Checklist: Pre-Publishing Self-Check (10 Items)

  • 1. Did I mention customer name? (If yes, do I have written authorization?)
  • 2. Did I mention identifiable project info? (Location/scale/time — can it reverse-engineer customer?)
  • 3. Did I mention specific amounts? (Contract value/unit cost)
  • 4. Did I mention business terms? (Payment/warranty/penalties)
  • 5. Did I mention supplier names/models? (Can it be anonymized?)
  • 6. Did I mention technical implementation details? (Algorithm/code/architecture — can it be abstracted?)
  • 7. Does it violate existing NDA/contract? (Legal review)
  • 8. Will competitors use it? (Pricing/technology/supply chain)
  • 9. If customer involved, did I get customer consent? (Email confirmation/signed authorization)
  • 10. Is the publishing channel appropriate? (Internal/client/public)

Passing standard: All 10 items ✓, can publish.


FAQ

Q1: How to judge if customer authorization is needed?

A: 3 standards:

  1. Does content mention customer name/identifiable info?
  2. Does content disclose customer project details/data?
  3. Does contract/NDA have confidentiality clauses?
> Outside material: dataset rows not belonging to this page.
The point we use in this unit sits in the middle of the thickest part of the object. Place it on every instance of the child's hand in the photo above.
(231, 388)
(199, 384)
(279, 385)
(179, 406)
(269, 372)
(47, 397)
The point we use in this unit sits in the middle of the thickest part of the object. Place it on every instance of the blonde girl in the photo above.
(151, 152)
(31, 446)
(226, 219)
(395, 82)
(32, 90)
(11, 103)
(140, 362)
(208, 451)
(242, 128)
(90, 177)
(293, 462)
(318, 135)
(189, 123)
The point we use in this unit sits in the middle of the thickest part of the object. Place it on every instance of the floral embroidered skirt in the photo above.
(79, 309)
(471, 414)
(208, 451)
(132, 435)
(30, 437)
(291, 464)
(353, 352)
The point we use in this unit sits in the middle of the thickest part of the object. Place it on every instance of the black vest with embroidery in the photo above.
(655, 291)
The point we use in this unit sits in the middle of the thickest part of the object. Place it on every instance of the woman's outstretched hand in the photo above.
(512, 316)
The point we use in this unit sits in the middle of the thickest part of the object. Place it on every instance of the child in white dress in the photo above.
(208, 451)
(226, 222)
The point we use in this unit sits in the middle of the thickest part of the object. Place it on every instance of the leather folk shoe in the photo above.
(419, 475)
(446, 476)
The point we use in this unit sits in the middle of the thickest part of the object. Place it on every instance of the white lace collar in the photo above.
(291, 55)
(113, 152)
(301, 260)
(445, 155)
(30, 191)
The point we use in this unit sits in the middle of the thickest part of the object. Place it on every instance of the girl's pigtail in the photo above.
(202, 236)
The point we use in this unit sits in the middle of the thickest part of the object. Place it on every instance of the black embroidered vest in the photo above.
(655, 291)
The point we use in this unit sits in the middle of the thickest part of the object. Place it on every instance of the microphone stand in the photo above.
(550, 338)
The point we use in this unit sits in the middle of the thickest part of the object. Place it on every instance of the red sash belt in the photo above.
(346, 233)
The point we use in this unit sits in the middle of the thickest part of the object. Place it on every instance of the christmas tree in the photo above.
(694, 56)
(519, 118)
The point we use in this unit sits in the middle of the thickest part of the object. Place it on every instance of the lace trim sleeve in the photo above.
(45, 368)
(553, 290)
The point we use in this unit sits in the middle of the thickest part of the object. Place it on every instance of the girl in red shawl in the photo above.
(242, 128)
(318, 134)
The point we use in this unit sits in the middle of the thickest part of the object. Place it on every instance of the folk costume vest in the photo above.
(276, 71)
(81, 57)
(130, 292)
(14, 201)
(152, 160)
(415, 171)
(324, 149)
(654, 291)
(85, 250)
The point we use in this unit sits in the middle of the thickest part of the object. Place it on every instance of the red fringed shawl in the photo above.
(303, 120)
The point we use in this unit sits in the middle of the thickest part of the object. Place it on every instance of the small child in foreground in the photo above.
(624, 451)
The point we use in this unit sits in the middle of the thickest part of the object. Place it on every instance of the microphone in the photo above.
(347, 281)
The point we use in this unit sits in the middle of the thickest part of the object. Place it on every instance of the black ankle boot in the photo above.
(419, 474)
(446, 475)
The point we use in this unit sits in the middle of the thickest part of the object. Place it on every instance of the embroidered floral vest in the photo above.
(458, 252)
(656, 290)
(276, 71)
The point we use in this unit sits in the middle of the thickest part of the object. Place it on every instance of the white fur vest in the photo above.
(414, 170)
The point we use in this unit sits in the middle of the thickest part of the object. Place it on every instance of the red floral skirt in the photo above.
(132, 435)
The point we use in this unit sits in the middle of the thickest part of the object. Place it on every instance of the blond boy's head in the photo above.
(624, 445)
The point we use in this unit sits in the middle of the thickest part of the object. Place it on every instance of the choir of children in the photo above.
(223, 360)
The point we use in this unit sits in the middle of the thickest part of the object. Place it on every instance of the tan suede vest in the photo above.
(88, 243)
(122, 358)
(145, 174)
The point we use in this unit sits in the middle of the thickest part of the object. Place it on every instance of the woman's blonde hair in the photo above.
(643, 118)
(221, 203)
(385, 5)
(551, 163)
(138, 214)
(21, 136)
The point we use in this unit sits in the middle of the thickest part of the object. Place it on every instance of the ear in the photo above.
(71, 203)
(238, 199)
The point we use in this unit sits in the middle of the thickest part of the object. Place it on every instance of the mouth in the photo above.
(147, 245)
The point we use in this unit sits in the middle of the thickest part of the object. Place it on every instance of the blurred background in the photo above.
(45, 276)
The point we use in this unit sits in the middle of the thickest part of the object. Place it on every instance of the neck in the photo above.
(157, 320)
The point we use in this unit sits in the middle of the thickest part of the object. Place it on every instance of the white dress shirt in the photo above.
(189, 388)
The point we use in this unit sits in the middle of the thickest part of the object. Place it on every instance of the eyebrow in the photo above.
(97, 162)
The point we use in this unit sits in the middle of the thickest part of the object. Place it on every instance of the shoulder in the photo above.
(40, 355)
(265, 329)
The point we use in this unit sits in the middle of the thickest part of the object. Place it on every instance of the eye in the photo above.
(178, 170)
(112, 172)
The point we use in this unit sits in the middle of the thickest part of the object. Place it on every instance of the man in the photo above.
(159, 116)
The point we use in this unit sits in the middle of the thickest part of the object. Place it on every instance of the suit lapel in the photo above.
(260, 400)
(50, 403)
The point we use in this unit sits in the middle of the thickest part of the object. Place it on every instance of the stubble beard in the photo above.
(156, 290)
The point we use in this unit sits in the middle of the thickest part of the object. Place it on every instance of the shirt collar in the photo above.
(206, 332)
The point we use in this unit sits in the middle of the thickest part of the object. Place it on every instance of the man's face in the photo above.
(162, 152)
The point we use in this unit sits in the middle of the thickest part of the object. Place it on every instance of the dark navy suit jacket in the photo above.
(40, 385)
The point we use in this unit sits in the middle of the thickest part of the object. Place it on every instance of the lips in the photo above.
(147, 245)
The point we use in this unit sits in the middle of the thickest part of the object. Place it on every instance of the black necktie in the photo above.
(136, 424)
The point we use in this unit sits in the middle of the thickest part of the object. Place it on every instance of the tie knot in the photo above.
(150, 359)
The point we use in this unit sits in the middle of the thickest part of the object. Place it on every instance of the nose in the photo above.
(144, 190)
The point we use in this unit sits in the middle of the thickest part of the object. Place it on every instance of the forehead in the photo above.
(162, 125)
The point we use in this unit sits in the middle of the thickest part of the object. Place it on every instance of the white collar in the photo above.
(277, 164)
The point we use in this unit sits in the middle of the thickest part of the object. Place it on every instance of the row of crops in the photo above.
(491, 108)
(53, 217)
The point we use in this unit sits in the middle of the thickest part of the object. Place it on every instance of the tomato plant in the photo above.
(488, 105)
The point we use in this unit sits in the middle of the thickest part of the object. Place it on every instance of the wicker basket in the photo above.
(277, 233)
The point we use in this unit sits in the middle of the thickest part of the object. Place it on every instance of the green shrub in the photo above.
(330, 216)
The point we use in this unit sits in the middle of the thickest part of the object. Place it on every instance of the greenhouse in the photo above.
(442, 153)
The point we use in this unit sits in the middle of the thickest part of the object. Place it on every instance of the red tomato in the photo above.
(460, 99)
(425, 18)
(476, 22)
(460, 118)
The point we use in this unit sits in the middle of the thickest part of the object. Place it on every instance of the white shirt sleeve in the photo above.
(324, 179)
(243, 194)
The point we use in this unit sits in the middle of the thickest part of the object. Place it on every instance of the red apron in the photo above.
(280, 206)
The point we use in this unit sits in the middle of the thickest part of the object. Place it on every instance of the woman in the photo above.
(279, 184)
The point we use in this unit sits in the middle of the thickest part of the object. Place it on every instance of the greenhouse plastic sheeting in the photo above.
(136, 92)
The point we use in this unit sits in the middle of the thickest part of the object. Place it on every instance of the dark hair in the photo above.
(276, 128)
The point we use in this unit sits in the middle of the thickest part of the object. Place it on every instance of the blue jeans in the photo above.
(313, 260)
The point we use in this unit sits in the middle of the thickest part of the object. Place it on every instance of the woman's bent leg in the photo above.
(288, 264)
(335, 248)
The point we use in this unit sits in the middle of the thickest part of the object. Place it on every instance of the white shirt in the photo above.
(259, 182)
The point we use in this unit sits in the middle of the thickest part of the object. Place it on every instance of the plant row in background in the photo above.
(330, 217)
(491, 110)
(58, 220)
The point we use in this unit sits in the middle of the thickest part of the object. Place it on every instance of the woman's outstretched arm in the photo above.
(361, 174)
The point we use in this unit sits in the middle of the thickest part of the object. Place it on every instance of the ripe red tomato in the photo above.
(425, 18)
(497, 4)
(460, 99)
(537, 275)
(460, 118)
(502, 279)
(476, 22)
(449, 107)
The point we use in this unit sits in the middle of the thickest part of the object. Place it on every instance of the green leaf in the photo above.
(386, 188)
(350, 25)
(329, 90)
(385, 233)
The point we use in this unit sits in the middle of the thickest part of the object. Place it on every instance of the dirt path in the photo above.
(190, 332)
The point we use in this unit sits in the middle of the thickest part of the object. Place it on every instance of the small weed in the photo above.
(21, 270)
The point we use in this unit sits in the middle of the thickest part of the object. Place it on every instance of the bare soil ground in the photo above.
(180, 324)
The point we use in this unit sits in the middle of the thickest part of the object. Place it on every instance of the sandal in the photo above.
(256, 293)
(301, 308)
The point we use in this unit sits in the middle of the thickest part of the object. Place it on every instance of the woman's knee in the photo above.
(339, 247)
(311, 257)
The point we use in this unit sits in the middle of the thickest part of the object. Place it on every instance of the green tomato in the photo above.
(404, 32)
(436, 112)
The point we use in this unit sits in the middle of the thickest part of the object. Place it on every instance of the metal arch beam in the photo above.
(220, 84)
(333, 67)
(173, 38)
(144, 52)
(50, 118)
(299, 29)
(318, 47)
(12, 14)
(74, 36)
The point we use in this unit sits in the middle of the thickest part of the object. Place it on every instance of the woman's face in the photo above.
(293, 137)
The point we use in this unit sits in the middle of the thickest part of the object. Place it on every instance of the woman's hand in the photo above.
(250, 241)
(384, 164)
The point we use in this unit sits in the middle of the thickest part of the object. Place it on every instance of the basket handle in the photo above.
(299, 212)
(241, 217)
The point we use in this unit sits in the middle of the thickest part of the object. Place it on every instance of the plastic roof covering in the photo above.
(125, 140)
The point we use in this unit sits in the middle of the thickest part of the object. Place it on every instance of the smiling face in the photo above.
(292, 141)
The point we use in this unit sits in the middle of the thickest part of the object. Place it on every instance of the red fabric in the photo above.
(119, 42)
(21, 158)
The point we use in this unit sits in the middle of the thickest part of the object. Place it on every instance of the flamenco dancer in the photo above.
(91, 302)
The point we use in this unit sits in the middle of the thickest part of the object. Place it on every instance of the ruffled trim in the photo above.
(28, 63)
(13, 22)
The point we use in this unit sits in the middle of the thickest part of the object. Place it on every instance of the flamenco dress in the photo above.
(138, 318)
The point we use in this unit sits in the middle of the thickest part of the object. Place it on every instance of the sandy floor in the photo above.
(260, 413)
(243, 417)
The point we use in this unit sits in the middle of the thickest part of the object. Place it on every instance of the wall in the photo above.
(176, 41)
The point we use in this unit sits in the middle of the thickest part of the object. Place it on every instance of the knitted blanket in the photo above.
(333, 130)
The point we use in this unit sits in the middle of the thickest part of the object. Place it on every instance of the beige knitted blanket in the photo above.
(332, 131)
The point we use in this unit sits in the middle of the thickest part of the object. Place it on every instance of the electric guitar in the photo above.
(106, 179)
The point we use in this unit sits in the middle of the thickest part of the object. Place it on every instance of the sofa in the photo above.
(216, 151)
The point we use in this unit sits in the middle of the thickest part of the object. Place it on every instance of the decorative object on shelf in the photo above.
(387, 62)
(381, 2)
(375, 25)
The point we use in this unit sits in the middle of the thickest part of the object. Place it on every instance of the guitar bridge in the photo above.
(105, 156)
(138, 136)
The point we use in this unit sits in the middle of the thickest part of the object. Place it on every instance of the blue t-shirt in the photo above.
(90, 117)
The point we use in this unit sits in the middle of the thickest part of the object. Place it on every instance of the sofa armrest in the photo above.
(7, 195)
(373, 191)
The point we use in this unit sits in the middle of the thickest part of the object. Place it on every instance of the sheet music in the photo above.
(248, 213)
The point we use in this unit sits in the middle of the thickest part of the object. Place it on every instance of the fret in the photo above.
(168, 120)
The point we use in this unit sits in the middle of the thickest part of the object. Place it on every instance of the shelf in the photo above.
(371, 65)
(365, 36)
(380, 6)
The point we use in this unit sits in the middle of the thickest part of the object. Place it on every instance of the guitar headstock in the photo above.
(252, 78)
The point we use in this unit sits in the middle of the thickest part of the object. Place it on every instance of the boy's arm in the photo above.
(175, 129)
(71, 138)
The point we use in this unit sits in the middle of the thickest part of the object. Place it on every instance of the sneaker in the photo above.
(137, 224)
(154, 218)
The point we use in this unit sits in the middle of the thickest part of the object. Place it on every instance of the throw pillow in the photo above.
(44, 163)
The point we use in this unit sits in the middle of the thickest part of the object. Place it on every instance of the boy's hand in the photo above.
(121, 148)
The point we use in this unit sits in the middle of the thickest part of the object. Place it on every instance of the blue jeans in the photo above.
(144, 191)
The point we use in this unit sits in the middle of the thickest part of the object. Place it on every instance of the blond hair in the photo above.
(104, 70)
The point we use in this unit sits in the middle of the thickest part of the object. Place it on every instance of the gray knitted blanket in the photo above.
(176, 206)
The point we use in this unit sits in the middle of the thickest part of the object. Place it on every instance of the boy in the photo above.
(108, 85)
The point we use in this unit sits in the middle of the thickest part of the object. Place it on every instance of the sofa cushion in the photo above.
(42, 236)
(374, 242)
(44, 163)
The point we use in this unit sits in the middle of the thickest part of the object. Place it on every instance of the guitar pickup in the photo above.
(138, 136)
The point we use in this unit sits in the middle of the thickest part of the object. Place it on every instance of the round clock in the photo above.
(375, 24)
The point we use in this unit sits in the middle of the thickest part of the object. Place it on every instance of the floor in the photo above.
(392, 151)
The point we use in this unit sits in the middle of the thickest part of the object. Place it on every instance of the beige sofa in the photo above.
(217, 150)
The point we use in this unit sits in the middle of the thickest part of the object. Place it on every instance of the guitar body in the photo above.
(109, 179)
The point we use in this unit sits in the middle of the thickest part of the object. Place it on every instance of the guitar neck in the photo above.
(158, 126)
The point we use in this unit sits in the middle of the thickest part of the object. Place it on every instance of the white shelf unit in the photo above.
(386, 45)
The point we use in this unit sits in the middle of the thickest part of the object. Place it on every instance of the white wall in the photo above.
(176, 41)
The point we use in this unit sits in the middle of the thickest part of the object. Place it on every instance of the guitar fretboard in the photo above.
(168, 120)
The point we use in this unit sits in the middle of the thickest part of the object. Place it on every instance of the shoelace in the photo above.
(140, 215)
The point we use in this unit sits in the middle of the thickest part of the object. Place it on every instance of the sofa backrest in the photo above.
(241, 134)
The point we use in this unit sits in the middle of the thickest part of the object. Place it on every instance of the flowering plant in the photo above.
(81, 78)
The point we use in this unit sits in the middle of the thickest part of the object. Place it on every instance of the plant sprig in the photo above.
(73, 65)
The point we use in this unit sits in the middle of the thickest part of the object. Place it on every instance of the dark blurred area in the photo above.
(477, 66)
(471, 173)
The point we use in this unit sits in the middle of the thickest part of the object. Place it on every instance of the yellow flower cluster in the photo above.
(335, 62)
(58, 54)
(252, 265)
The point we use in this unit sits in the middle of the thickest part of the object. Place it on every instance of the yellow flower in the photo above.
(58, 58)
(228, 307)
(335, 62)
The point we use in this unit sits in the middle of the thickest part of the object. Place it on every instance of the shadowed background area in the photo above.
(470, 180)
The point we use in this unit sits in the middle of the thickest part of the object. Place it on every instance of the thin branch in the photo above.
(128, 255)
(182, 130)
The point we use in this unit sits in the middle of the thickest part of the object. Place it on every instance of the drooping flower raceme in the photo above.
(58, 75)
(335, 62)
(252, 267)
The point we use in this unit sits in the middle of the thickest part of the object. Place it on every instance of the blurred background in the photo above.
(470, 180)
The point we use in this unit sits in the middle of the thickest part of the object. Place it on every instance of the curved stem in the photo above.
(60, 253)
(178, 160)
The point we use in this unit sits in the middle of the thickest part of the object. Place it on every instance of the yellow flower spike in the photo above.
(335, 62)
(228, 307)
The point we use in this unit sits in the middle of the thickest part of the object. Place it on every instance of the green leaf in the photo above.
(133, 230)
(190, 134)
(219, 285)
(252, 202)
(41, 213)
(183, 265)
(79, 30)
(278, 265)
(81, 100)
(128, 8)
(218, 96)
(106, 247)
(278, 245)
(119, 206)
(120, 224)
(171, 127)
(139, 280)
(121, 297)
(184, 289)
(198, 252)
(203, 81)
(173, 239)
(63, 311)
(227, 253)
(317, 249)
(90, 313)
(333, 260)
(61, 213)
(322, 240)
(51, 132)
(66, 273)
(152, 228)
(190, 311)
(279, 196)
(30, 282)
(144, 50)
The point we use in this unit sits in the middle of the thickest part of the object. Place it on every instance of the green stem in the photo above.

If any “yes,” authorization needed.

Q2: What if customer refuses authorization?

A: 2 choices:

  1. Fully anonymize (don’t mention any customer info)
  2. Don’t publish that case (use other cases instead)

Q3: Is anonymized case still convincing?

A: Yes. Key points:

  • Focus on “challenge-solution-results” (customers see value, not who you served)
  • Quantify results (specific data more convincing than customer names)
  • Industry recognition (e.g., “a Fortune 500 company” also has credibility)

Q4: Competitor asks “What suppliers do you use?” — how to answer?

A: 3 types of answers:

  1. “This is our trade secret, cannot disclose”
  2. “We have multiple suppliers, choose based on project”
  3. “We focus on solution integration, suppliers are our partners”

Q5: How detailed can technical blogs be?

A: Principles:

  • Can write “what was done” (results/effects)
  • Can write “why” (technical selection logic)
  • Don’t write “how” (specific implementation/code)
  • Don’t write “with what” (suppliers/models)

Disclaimer

This content is for reference only and does not constitute legal advice. For specific confidentiality requirements, consult a professional attorney.